Significance: Up to 1-2 pages, talking about how important your problem is to solve, funneling down from most general to most specific. One sentence in bold to highlight the potential impact of your proposed work.
Innovation: Up to 0.5 pages, highlighting the novel technical contributions, again with 1 sentence in bold to focus on the key innovation of the proposed work.
- Approach: ~9-12 pages (depending on the specific grant), organized into an “overview” section followed by 3-4 aims. The 2-3 page overview section describes commonalities between the aims, any data that are being used, and related things. The overview can also include or be followed by a “general background” that applies to each of the aims. Each aim is about 2-3 pages, and includes the following sections:
- Introduction: a 1 paragraph jargon-free introduction of what you will accomplish in this aim, and how.
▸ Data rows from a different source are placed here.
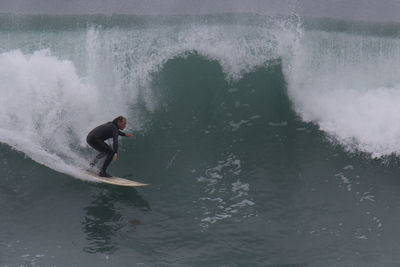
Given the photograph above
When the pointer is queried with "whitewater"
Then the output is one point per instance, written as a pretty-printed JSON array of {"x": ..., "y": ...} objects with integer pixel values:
[{"x": 267, "y": 140}]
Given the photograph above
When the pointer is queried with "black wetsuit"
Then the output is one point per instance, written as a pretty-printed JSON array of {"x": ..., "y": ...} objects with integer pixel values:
[{"x": 96, "y": 139}]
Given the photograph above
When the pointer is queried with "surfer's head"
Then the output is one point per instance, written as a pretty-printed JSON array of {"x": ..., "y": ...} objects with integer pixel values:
[{"x": 120, "y": 121}]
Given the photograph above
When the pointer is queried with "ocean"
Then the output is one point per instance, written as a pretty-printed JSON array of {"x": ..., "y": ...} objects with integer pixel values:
[{"x": 266, "y": 140}]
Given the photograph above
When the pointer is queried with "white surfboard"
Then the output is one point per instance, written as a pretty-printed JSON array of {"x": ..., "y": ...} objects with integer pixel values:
[{"x": 114, "y": 180}]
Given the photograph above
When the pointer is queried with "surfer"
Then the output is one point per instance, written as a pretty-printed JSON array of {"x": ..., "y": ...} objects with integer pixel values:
[{"x": 98, "y": 135}]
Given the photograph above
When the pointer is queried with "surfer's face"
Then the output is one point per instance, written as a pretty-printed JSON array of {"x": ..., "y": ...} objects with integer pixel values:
[{"x": 122, "y": 124}]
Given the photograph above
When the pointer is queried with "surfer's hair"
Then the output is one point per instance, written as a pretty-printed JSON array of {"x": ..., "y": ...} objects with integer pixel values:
[{"x": 119, "y": 119}]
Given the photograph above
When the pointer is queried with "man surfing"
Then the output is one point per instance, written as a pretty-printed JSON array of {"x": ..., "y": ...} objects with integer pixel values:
[{"x": 98, "y": 135}]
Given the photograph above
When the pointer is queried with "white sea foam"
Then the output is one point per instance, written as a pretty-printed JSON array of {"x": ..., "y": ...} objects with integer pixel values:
[{"x": 350, "y": 86}]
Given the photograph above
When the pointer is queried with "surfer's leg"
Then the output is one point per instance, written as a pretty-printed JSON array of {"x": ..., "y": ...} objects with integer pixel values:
[
  {"x": 106, "y": 163},
  {"x": 96, "y": 159},
  {"x": 105, "y": 150}
]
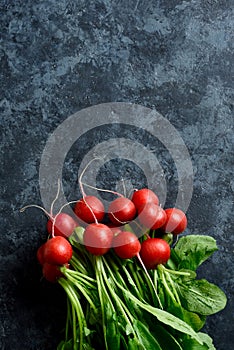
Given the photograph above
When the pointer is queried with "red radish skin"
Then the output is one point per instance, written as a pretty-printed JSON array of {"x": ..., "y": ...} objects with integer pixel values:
[
  {"x": 152, "y": 216},
  {"x": 144, "y": 196},
  {"x": 126, "y": 245},
  {"x": 154, "y": 251},
  {"x": 115, "y": 229},
  {"x": 64, "y": 225},
  {"x": 40, "y": 254},
  {"x": 89, "y": 208},
  {"x": 121, "y": 210},
  {"x": 57, "y": 251},
  {"x": 52, "y": 272},
  {"x": 176, "y": 221},
  {"x": 98, "y": 238}
]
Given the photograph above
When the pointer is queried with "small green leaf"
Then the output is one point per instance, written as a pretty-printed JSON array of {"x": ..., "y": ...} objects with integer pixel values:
[
  {"x": 201, "y": 297},
  {"x": 165, "y": 339},
  {"x": 146, "y": 340},
  {"x": 192, "y": 250}
]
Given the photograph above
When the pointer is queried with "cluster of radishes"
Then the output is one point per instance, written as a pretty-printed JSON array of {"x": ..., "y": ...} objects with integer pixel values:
[{"x": 100, "y": 236}]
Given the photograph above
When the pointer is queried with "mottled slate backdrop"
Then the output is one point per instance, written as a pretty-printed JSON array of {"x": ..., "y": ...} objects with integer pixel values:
[{"x": 58, "y": 57}]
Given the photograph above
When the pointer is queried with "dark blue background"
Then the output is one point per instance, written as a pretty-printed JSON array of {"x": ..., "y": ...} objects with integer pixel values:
[{"x": 58, "y": 57}]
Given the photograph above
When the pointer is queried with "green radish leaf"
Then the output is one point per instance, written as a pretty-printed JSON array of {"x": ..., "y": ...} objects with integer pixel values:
[
  {"x": 192, "y": 250},
  {"x": 191, "y": 344},
  {"x": 78, "y": 234},
  {"x": 166, "y": 318},
  {"x": 193, "y": 319},
  {"x": 146, "y": 340},
  {"x": 207, "y": 340},
  {"x": 112, "y": 332},
  {"x": 65, "y": 345},
  {"x": 201, "y": 297},
  {"x": 165, "y": 339}
]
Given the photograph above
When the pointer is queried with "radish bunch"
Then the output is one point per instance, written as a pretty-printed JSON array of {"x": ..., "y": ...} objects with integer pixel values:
[
  {"x": 123, "y": 277},
  {"x": 142, "y": 209}
]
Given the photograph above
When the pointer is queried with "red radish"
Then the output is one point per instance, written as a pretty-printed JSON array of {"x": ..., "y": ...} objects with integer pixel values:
[
  {"x": 121, "y": 210},
  {"x": 115, "y": 229},
  {"x": 89, "y": 209},
  {"x": 176, "y": 221},
  {"x": 57, "y": 251},
  {"x": 40, "y": 254},
  {"x": 97, "y": 238},
  {"x": 152, "y": 216},
  {"x": 144, "y": 196},
  {"x": 64, "y": 225},
  {"x": 52, "y": 272},
  {"x": 154, "y": 251},
  {"x": 126, "y": 245}
]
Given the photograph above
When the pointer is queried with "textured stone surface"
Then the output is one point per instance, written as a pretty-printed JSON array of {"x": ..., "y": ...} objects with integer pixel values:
[{"x": 58, "y": 57}]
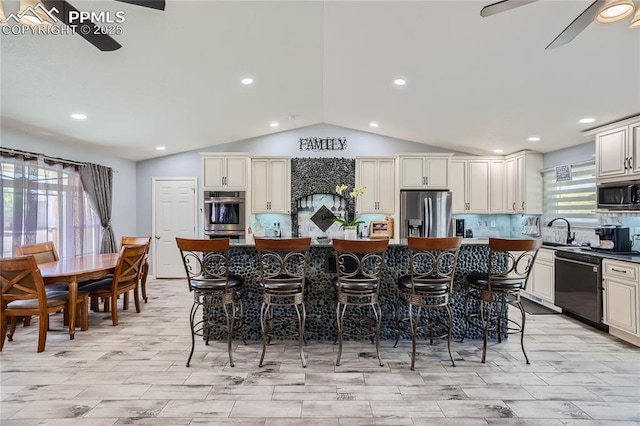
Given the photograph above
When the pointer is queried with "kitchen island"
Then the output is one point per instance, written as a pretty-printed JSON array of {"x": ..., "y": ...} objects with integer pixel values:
[{"x": 319, "y": 292}]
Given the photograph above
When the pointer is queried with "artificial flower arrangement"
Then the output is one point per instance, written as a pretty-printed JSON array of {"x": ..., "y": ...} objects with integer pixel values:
[{"x": 354, "y": 194}]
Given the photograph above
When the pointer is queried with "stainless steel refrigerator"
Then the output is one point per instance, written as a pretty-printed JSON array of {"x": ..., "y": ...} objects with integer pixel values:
[{"x": 425, "y": 214}]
- Justification and Feasibility or Preliminary Results: Up to 1 page describing why you are particularly well-suited to accomplish the goals in the allotted time given the allotted resources.
- Research Design: ~2 paragraphs on the details of what you’ll actually do.
- Expected Outcomes: 1 paragraph on what you expect to actually “deliver” back to the funding agency.
- Potential Pitfalls and Alternative Strategies: A few lines to indicate that you understand which parts are difficult, and have a contingency plan.
- Timeline and Future Direction: ~1/2 pages, describing when the activities will happen, including a table organized by Aim, and connecting the work to your future long-term agenda.
Some other tips:
- Follow my blog post on words
- Follow my blog post on paragraph
- Follow my blog post on figures
- The “name” of each aim/task should be an “action title”
- Each aim/task should follow OCAR
- For each sub-aim/task, include a bold sentence precisely and concisely stating its objective (the action part)
- Make sure to distinguish your own work from others explicitly every time your work is cited
- Check that formatting is consistent across all documents (both within type, eg biosketches) and across.
- Use google docs
- Use paperpile for references (free version for 2 weeks)
- Use auto-latex for equations
- Keep figures at very end until last opportunity
- For summary, focus on gap and impact
- For intellectual merit, use as much language from NSF Big Ideas as possible
- Broader impacts is about societal, not intellectual benefit, focusing on STEM education, minorities, disabilities, open source, etc.